How should they resolve these issues?
For a start, Korean developers should try to create games with global audiences in mind. Second, to reach global markets, they should partner with professional marketing and advertising agencies that have experience and can serve as the gateway for global distribution and monetisation.
How should mobile and app developers in Korea tap data to better monetise their offerings? Where does programmatic fit into their growth strategy?
Korean developers should utilise global data tracking tools to successfully monetise and maximise ad revenue, such as Tune and AppsFlyer.

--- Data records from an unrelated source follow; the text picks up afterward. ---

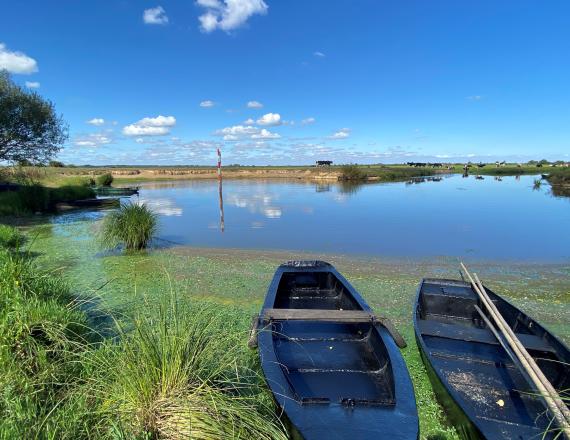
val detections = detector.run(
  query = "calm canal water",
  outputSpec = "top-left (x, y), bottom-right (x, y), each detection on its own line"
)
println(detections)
top-left (123, 175), bottom-right (570, 262)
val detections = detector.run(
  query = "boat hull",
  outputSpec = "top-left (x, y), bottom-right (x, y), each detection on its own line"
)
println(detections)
top-left (258, 262), bottom-right (419, 440)
top-left (414, 279), bottom-right (570, 439)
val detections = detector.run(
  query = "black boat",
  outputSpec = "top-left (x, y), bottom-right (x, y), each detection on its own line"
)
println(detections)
top-left (414, 279), bottom-right (570, 440)
top-left (253, 261), bottom-right (419, 440)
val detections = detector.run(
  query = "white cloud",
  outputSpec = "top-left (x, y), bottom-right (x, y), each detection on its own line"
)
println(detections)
top-left (123, 115), bottom-right (176, 136)
top-left (329, 128), bottom-right (350, 139)
top-left (73, 132), bottom-right (112, 148)
top-left (87, 118), bottom-right (105, 127)
top-left (214, 125), bottom-right (281, 141)
top-left (251, 128), bottom-right (281, 139)
top-left (196, 0), bottom-right (268, 32)
top-left (0, 43), bottom-right (38, 74)
top-left (215, 125), bottom-right (259, 140)
top-left (257, 113), bottom-right (281, 127)
top-left (247, 101), bottom-right (263, 108)
top-left (143, 6), bottom-right (168, 24)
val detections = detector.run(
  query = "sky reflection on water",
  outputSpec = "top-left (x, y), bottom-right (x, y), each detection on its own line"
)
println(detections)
top-left (117, 175), bottom-right (570, 261)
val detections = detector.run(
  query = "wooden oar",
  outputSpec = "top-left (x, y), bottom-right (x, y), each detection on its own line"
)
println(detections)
top-left (461, 263), bottom-right (570, 439)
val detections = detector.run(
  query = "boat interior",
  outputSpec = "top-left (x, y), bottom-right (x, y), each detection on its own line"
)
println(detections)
top-left (271, 271), bottom-right (395, 406)
top-left (416, 280), bottom-right (570, 425)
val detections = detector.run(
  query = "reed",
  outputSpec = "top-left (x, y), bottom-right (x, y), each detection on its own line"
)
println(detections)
top-left (96, 173), bottom-right (113, 186)
top-left (0, 246), bottom-right (287, 440)
top-left (100, 203), bottom-right (158, 250)
top-left (0, 224), bottom-right (25, 249)
top-left (89, 294), bottom-right (287, 440)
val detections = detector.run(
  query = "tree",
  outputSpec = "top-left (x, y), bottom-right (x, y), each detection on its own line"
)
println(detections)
top-left (0, 71), bottom-right (68, 163)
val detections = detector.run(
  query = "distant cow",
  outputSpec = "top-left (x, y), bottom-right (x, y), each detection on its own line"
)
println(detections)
top-left (317, 160), bottom-right (332, 167)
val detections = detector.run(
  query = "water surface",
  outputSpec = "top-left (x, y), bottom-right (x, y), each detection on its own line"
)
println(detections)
top-left (123, 175), bottom-right (570, 262)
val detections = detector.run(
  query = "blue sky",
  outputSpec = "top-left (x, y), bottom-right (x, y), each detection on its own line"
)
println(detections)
top-left (0, 0), bottom-right (570, 164)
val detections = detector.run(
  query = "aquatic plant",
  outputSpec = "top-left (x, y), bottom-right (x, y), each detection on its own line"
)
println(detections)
top-left (100, 203), bottom-right (157, 250)
top-left (97, 173), bottom-right (113, 186)
top-left (0, 225), bottom-right (25, 249)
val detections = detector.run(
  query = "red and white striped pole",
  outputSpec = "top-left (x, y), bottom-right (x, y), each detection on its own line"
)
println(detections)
top-left (218, 148), bottom-right (226, 232)
top-left (218, 148), bottom-right (222, 179)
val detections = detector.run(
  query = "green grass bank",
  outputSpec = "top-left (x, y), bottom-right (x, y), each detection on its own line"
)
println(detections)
top-left (10, 217), bottom-right (570, 439)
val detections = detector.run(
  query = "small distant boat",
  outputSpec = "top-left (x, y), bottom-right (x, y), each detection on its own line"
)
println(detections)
top-left (413, 279), bottom-right (570, 439)
top-left (250, 261), bottom-right (419, 440)
top-left (95, 186), bottom-right (139, 197)
top-left (55, 198), bottom-right (120, 211)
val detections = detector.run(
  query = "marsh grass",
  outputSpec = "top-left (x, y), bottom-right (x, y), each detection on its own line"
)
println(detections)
top-left (0, 224), bottom-right (25, 249)
top-left (99, 203), bottom-right (158, 250)
top-left (90, 293), bottom-right (287, 439)
top-left (0, 244), bottom-right (287, 440)
top-left (96, 173), bottom-right (113, 186)
top-left (0, 184), bottom-right (95, 215)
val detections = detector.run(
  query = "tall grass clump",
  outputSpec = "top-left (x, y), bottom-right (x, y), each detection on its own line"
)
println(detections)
top-left (96, 173), bottom-right (113, 186)
top-left (90, 295), bottom-right (287, 440)
top-left (0, 225), bottom-right (25, 249)
top-left (0, 250), bottom-right (92, 439)
top-left (100, 203), bottom-right (157, 250)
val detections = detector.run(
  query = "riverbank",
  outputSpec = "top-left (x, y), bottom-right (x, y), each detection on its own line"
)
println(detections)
top-left (5, 164), bottom-right (561, 186)
top-left (20, 213), bottom-right (570, 438)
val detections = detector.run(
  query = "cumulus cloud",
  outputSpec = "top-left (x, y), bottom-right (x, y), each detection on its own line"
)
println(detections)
top-left (251, 128), bottom-right (281, 139)
top-left (257, 113), bottom-right (282, 127)
top-left (0, 43), bottom-right (38, 74)
top-left (143, 6), bottom-right (168, 24)
top-left (196, 0), bottom-right (268, 32)
top-left (247, 101), bottom-right (263, 108)
top-left (214, 125), bottom-right (281, 141)
top-left (123, 115), bottom-right (176, 136)
top-left (87, 118), bottom-right (105, 127)
top-left (329, 128), bottom-right (350, 139)
top-left (73, 132), bottom-right (112, 148)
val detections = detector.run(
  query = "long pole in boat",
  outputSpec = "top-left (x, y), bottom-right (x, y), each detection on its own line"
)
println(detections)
top-left (218, 148), bottom-right (225, 232)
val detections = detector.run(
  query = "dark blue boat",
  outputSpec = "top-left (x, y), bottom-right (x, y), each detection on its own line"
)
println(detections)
top-left (257, 261), bottom-right (419, 440)
top-left (414, 279), bottom-right (570, 440)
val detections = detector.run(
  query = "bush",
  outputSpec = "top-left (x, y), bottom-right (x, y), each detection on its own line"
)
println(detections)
top-left (547, 168), bottom-right (570, 185)
top-left (340, 164), bottom-right (368, 180)
top-left (0, 225), bottom-right (24, 249)
top-left (100, 203), bottom-right (157, 250)
top-left (0, 184), bottom-right (95, 215)
top-left (97, 173), bottom-right (113, 186)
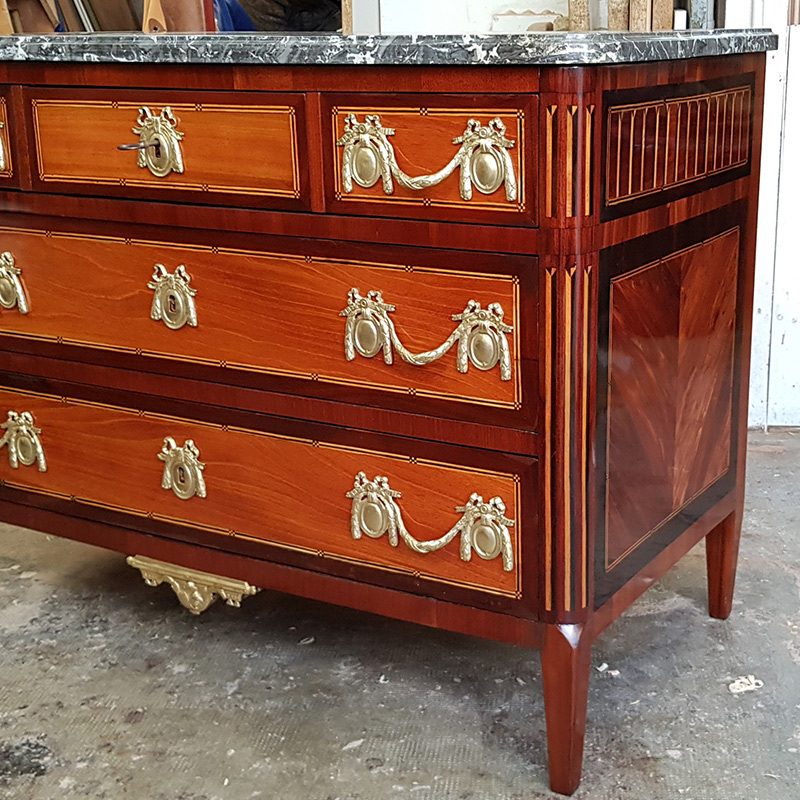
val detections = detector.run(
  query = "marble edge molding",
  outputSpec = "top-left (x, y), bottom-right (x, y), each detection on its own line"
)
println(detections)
top-left (0, 29), bottom-right (778, 66)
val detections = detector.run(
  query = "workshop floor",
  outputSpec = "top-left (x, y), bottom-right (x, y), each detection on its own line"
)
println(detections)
top-left (0, 430), bottom-right (800, 800)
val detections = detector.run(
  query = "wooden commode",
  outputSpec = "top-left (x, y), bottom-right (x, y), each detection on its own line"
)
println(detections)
top-left (0, 31), bottom-right (775, 794)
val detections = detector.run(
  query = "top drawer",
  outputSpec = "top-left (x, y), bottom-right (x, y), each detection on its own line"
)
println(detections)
top-left (26, 88), bottom-right (308, 210)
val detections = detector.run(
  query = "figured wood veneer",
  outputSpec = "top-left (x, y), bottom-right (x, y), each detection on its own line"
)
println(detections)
top-left (0, 389), bottom-right (533, 597)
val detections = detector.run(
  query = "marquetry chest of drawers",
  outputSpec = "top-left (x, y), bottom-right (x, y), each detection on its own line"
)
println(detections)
top-left (0, 31), bottom-right (780, 793)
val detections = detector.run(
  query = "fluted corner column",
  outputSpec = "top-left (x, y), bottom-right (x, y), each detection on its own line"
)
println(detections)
top-left (569, 0), bottom-right (591, 31)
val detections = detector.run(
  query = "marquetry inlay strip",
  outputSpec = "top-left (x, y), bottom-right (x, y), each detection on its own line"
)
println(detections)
top-left (606, 86), bottom-right (752, 206)
top-left (0, 227), bottom-right (523, 411)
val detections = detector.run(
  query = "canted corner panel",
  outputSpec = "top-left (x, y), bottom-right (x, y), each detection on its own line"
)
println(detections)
top-left (542, 103), bottom-right (595, 221)
top-left (0, 388), bottom-right (524, 599)
top-left (331, 107), bottom-right (527, 214)
top-left (542, 258), bottom-right (595, 616)
top-left (605, 228), bottom-right (739, 571)
top-left (31, 98), bottom-right (301, 199)
top-left (605, 86), bottom-right (753, 206)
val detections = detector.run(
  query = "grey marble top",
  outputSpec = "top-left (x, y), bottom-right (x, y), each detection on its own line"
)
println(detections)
top-left (0, 30), bottom-right (778, 66)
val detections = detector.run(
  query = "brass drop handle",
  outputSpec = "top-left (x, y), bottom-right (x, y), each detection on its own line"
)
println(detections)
top-left (0, 411), bottom-right (47, 472)
top-left (339, 288), bottom-right (513, 381)
top-left (158, 436), bottom-right (206, 500)
top-left (0, 252), bottom-right (30, 314)
top-left (346, 472), bottom-right (514, 572)
top-left (122, 106), bottom-right (184, 178)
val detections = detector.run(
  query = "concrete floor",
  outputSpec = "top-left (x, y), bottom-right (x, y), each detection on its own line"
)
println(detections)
top-left (0, 430), bottom-right (800, 800)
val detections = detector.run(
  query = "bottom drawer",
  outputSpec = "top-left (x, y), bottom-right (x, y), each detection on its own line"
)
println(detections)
top-left (0, 389), bottom-right (534, 598)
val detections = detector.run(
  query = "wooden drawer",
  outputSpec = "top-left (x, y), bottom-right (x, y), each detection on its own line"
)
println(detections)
top-left (26, 88), bottom-right (308, 209)
top-left (0, 389), bottom-right (535, 599)
top-left (323, 94), bottom-right (537, 225)
top-left (0, 219), bottom-right (537, 427)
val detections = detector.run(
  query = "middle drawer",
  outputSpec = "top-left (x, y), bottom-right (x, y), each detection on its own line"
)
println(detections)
top-left (0, 219), bottom-right (536, 427)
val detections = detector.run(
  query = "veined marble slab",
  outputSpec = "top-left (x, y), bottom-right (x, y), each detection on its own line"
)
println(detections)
top-left (0, 29), bottom-right (778, 66)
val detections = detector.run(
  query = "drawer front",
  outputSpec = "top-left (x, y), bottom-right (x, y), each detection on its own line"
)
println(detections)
top-left (0, 389), bottom-right (534, 598)
top-left (27, 89), bottom-right (308, 209)
top-left (323, 94), bottom-right (536, 225)
top-left (0, 223), bottom-right (536, 422)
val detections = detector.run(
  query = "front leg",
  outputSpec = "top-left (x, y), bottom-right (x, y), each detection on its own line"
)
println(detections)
top-left (542, 625), bottom-right (592, 794)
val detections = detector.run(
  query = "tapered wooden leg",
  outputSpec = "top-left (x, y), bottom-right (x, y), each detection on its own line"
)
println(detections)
top-left (542, 625), bottom-right (592, 794)
top-left (706, 511), bottom-right (742, 619)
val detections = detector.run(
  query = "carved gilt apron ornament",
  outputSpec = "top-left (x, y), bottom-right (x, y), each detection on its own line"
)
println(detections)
top-left (339, 288), bottom-right (513, 381)
top-left (131, 106), bottom-right (185, 178)
top-left (0, 252), bottom-right (30, 314)
top-left (346, 472), bottom-right (514, 572)
top-left (336, 114), bottom-right (517, 202)
top-left (0, 411), bottom-right (47, 472)
top-left (147, 264), bottom-right (197, 331)
top-left (158, 436), bottom-right (206, 500)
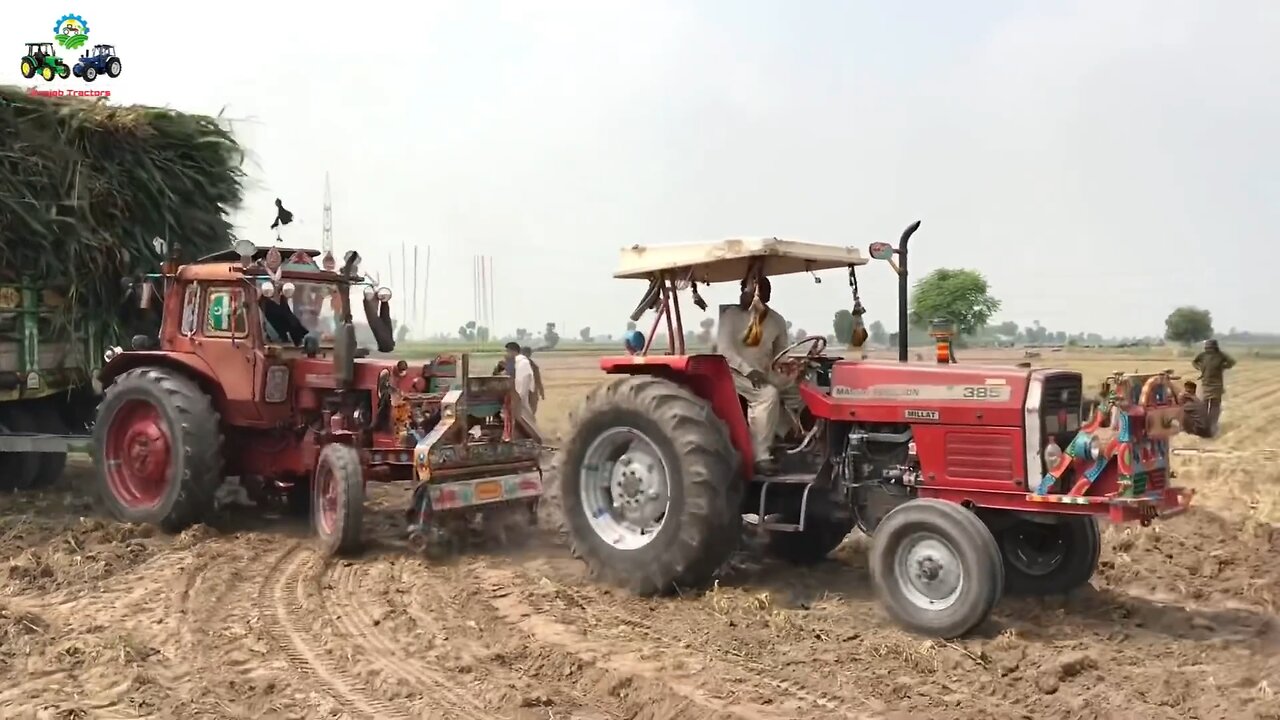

Programmatic buying is still a new concept within Korea, the unknown power of programmatic makes it hard for many developers to understand just how they can integrate this into their own growth strategies. However, we are seeing a growing trend towards understanding programmatic and we know this will only increase as the strategy is more commonly used.
What are the key challenges mobile advertisers in Korea currently face, and how are they addressing these?
The local market is limited and developers are looking to expand globally for better opportunities, but they are not sure how to seamlessly enter these foreign markets and are asking global digital marketing agencies for help. Another challenge developers face is one that is common worldwide: the importance of allocating budget for marketing purposes, as well as developing games.
Developers are gradually realising that marketing is a huge factor in the overall development of the game and, therefore, have started to pay more attention to this aspect.
There has been much debate about rising walled gardens in several global markets. Does the Korean ad tech industry face similar issues, or other challenges?
The regulation in Korea enforcing mobile users to install a digital certificate after purchasing a product valued over USD$100 (£69) was recently lifted. This deregulation is a positive sign for the industry that the environment is becoming more lax and easier for developers to operate in. However, we still see significant prohibitions on particular subsets of games, most notably gambling, forcing many publishers to tap the global market where restrictions are less stringent and audiences bigger.
Compared to TV and print, app and game developers aren’t traditional publishers. How do their requirements differ from traditional publishers?
Traditional publishing focuses on information; whereas digital publishing focuses on interaction. The interaction is encouraged through calls-to-action, in order to persuade a user to take action after they have seen your advert. Mobile publishing also offers greater control and targeting, so you can direct your ads to people who will be interested in what you are offering. This means you can keep a closer eye on your budget and get more ‘bang for your buck’.
How are their requirements different, or similar, to that of their fellow mobile developers in the region where mobile penetration is also high, such as Japan and Singapore?
The requirements are quite similar, as they have the same goals, that is, to interact with their customers through engagement in order to increase retention and higher quality users. Higher quality equals happy customers, which equals engaged customers. The main difference for Asia-Pacific is that, with such high mobile saturation, the industry is looking to explore foreign markets outside of their region.
Are existing ad tech tools sufficient in meeting these needs? Where are the gaps?
In order for local developers to expand globally, they will have to manage their clients remotely, which can be a challenge as language, culture, and time-zone differ significantly. Our industry is one that is constantly reinventing itself and innovating at an unprecedented rate in order to address globalism. However, nothing will replace the face-to-face meeting that ends with a handshake. That is why opening offices in strategic hubs throughout the world proves extremely beneficial for our industry.